• 1 January 1982
    • journal article
    • research article
    • Vol. 43  (4) , 576-582
Abstract
Malignant catarrhal fever (African strain) is a viral disease of ruminants which is considered an exotic disease in the United States. Viral isolates obtained from 1 clinically ill gaur (Bos gaurus) and a greater kudu (Tragelaphus strepsiceros) located in a zoologic park in Oklahoma, and from 1 heifer (Bos taurus) and a domestic white-tailed deer (Odocoileus virginianus) experimentally inoculated with the isolated and identified African strain of malignant catarrhal fever virus (MCFV), were each studied in bovine cell cultures by EM. Certain of the viral isolates were previously characterized as MCFV by serologic and morphologic examinations, their cytopathic effect in cell cultures and their ability to reproduce disease in a ruminant host.

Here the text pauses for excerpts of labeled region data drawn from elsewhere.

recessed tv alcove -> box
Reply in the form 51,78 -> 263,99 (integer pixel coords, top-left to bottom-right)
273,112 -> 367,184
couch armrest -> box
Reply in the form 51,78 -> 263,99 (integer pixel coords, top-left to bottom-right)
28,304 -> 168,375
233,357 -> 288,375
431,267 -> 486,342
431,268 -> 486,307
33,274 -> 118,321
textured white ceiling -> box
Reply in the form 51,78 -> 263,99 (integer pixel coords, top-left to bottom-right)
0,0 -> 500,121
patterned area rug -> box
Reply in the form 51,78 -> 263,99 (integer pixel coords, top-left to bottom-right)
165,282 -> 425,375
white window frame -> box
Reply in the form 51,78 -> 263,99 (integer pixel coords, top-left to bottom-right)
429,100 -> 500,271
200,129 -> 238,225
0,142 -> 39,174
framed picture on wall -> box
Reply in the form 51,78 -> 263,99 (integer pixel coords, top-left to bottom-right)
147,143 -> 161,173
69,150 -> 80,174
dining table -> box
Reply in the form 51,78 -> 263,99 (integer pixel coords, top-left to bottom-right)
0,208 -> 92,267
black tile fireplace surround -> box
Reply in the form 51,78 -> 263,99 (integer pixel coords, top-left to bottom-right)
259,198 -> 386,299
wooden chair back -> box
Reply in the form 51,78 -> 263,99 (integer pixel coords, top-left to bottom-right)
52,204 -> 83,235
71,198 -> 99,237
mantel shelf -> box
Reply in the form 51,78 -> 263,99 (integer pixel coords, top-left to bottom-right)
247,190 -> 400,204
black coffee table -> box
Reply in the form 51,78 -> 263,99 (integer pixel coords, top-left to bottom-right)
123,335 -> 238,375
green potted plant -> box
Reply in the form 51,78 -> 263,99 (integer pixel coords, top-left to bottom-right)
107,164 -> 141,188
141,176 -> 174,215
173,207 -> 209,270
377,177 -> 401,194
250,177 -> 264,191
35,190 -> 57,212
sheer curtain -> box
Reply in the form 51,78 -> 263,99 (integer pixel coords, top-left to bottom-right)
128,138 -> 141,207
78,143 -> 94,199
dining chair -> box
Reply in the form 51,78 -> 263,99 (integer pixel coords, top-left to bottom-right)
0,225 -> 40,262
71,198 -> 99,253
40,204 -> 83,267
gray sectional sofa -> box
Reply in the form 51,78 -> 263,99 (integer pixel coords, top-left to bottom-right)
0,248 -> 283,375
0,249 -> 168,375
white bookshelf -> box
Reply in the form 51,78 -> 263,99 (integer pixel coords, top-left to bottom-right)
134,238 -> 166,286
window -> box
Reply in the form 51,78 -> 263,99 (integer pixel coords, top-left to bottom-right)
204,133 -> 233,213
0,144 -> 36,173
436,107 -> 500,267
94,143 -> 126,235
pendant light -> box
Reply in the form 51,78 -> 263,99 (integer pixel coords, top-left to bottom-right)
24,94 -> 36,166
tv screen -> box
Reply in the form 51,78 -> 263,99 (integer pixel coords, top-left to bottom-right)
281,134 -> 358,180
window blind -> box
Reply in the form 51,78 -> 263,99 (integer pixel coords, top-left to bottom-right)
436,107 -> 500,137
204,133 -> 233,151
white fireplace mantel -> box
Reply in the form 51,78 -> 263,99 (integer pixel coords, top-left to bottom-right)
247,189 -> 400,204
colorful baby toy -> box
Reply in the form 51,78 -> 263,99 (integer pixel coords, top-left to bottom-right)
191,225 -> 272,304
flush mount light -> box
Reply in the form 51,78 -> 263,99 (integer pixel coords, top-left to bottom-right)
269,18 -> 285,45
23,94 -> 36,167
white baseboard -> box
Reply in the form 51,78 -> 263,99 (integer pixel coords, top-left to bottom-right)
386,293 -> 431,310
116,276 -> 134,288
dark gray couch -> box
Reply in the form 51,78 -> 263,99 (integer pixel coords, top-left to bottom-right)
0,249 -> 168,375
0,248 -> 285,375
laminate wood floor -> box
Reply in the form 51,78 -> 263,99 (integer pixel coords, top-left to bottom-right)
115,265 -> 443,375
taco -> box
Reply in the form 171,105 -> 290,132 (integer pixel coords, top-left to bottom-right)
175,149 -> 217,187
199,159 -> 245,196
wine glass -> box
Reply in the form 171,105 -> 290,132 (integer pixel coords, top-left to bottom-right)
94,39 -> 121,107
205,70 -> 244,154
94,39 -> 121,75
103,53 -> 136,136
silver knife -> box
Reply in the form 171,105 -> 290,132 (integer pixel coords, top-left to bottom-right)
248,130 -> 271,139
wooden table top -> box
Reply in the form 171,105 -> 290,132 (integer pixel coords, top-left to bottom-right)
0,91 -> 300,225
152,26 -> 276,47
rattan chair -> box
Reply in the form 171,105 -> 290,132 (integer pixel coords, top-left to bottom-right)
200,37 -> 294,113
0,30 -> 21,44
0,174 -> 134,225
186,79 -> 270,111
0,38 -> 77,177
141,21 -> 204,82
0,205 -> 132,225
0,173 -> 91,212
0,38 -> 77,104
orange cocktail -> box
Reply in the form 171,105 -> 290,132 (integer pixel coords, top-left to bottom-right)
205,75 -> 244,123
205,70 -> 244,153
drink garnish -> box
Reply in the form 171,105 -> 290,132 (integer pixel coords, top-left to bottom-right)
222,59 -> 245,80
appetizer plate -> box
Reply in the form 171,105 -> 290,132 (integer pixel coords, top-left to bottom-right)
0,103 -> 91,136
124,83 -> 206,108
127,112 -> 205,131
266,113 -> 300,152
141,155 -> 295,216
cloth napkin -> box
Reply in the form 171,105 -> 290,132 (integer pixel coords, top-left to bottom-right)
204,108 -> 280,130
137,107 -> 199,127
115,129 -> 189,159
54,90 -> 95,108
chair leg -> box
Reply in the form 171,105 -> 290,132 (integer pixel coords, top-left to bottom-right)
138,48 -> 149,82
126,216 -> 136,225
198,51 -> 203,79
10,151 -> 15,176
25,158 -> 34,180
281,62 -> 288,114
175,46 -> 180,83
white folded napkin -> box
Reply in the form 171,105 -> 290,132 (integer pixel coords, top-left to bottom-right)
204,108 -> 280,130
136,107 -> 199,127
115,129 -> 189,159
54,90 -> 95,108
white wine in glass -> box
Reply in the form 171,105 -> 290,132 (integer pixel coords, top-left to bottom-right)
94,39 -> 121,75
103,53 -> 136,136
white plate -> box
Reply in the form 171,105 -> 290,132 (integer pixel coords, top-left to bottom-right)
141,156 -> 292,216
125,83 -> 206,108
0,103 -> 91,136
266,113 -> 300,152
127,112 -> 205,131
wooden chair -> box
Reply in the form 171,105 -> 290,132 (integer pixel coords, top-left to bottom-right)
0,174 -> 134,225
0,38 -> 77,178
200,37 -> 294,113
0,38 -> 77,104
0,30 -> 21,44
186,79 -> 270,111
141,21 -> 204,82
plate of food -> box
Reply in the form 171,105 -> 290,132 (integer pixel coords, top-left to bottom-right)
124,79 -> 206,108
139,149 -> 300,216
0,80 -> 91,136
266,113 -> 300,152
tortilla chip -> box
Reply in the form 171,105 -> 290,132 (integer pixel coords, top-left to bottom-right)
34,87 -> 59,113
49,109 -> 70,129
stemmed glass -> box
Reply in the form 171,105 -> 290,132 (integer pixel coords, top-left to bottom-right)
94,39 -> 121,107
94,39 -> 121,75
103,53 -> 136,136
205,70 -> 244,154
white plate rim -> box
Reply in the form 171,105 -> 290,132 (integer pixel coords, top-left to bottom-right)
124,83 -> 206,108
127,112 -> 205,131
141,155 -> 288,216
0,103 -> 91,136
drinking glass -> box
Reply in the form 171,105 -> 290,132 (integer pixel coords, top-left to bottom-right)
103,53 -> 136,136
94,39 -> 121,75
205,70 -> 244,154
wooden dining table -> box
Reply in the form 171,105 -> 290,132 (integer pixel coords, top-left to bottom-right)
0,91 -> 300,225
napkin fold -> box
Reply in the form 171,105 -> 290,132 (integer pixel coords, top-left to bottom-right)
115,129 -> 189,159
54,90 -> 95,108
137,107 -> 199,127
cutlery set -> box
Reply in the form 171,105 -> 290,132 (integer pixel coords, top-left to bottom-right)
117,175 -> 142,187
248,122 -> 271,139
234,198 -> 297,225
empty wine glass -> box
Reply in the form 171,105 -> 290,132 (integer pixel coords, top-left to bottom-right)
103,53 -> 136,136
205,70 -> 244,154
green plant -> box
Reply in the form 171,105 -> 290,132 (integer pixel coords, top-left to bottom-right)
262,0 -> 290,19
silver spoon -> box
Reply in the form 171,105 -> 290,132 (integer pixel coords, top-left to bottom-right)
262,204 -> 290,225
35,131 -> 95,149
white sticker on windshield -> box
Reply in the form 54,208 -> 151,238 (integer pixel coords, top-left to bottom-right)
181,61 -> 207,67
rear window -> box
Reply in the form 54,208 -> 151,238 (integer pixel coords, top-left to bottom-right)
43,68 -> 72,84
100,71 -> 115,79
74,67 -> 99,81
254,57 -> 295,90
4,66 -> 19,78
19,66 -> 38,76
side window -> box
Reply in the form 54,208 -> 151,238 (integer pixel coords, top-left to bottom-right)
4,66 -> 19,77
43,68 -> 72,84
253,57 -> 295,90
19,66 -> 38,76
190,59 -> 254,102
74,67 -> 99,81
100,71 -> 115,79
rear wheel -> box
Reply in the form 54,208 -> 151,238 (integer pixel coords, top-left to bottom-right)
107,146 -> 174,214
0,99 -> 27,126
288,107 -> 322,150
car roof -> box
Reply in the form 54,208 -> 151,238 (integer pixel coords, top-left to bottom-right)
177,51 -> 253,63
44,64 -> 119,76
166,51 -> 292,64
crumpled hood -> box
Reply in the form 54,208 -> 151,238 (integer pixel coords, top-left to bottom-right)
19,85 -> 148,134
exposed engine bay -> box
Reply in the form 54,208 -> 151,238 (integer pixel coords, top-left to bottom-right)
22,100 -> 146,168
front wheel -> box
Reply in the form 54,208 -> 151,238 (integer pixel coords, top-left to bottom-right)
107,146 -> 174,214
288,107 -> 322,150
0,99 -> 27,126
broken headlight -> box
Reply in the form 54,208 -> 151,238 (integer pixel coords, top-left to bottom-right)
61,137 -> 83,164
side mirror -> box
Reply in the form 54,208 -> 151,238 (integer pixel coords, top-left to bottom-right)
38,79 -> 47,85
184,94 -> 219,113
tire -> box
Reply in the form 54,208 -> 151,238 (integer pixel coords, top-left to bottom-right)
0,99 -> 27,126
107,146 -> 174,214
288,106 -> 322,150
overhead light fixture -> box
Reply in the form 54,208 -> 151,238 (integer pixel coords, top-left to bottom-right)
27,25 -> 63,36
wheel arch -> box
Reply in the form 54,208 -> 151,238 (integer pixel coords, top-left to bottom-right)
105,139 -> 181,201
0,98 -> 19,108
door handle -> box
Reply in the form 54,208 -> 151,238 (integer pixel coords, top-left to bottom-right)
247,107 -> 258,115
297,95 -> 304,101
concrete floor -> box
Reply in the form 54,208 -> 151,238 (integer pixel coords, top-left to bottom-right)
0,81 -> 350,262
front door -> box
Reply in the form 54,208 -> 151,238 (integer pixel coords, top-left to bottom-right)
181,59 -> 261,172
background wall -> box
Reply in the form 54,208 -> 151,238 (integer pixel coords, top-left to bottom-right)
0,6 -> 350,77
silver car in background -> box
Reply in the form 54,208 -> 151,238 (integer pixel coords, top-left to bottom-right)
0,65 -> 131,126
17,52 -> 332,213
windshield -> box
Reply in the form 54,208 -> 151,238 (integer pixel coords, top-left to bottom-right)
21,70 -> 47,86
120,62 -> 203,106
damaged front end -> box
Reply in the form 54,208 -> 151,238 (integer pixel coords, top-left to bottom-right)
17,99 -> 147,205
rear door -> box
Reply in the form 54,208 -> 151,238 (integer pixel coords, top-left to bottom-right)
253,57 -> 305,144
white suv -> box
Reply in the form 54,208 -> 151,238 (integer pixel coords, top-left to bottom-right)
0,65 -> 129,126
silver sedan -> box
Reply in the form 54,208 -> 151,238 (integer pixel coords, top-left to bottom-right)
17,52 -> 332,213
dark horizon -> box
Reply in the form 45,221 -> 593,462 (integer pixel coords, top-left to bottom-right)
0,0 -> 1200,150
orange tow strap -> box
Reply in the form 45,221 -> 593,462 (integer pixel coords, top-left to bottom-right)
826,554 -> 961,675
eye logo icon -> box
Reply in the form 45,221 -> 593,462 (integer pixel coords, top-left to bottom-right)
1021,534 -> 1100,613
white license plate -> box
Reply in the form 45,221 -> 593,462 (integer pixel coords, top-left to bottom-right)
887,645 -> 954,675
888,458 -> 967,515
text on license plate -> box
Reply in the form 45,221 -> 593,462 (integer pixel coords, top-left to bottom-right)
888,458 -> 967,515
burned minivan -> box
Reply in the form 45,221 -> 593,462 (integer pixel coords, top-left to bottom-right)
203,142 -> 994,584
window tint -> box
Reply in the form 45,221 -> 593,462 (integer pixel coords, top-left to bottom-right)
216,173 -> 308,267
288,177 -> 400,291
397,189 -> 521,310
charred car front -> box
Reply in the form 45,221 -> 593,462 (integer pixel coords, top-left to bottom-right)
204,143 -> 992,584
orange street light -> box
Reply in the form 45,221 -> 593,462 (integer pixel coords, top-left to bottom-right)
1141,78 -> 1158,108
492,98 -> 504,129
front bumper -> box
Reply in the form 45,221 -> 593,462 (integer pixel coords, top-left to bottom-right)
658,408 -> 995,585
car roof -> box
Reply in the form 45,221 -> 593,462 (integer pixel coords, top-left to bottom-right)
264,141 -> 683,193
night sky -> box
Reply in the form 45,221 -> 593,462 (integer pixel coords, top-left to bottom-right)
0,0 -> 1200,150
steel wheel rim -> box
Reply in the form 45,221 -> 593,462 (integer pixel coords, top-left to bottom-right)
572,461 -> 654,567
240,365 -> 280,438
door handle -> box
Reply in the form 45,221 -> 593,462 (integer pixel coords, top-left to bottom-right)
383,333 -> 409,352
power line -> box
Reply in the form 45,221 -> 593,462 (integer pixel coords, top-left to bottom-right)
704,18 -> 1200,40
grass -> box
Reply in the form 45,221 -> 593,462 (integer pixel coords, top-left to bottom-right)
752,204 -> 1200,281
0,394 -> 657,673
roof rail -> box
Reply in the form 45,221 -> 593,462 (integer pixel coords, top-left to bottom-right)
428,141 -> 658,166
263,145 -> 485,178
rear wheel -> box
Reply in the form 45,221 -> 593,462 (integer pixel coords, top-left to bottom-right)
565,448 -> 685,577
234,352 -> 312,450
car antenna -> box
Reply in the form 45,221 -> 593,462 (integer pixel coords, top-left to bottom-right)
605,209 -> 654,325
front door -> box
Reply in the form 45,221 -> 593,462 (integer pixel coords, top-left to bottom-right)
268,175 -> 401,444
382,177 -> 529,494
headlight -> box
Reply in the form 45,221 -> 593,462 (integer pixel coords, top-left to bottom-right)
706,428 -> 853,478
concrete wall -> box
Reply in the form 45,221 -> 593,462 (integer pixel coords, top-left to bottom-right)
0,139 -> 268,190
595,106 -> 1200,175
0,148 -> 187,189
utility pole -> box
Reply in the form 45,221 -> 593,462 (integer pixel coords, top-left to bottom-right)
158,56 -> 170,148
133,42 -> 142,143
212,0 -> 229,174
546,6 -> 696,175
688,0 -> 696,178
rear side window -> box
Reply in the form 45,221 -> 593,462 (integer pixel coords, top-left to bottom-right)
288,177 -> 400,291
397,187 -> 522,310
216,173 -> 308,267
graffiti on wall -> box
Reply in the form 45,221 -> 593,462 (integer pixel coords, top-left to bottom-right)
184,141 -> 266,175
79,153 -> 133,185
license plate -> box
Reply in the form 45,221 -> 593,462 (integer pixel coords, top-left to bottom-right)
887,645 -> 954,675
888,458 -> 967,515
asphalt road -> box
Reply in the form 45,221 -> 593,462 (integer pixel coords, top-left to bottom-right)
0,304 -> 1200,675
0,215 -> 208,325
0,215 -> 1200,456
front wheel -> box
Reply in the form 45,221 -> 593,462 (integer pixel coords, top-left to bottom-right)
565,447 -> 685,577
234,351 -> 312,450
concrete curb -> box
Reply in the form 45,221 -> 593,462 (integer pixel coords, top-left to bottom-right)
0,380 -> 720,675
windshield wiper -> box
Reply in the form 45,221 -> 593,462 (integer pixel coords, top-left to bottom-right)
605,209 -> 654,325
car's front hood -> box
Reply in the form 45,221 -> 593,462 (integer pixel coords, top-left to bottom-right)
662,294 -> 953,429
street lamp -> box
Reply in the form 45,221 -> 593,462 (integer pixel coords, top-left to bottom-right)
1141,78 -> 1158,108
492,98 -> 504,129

The virions of MCFV (African) examined by EM were icosahedral similar to herpesvirus, were 98-104 nm, developed in the nucleus and matured in the cytoplasm of the cell and exhibited budding. The virus in infected cells passed through the nuclear and plasma membranes and also into cytoplasmic vesicles from which it acquired .gtoreq. 1 envelopes. Virions of malignant catarrhal fever were closely associated with the cellular endoplasmic reticulum and aberrant morphologic forms of MCFV were observed in virus-infected cells.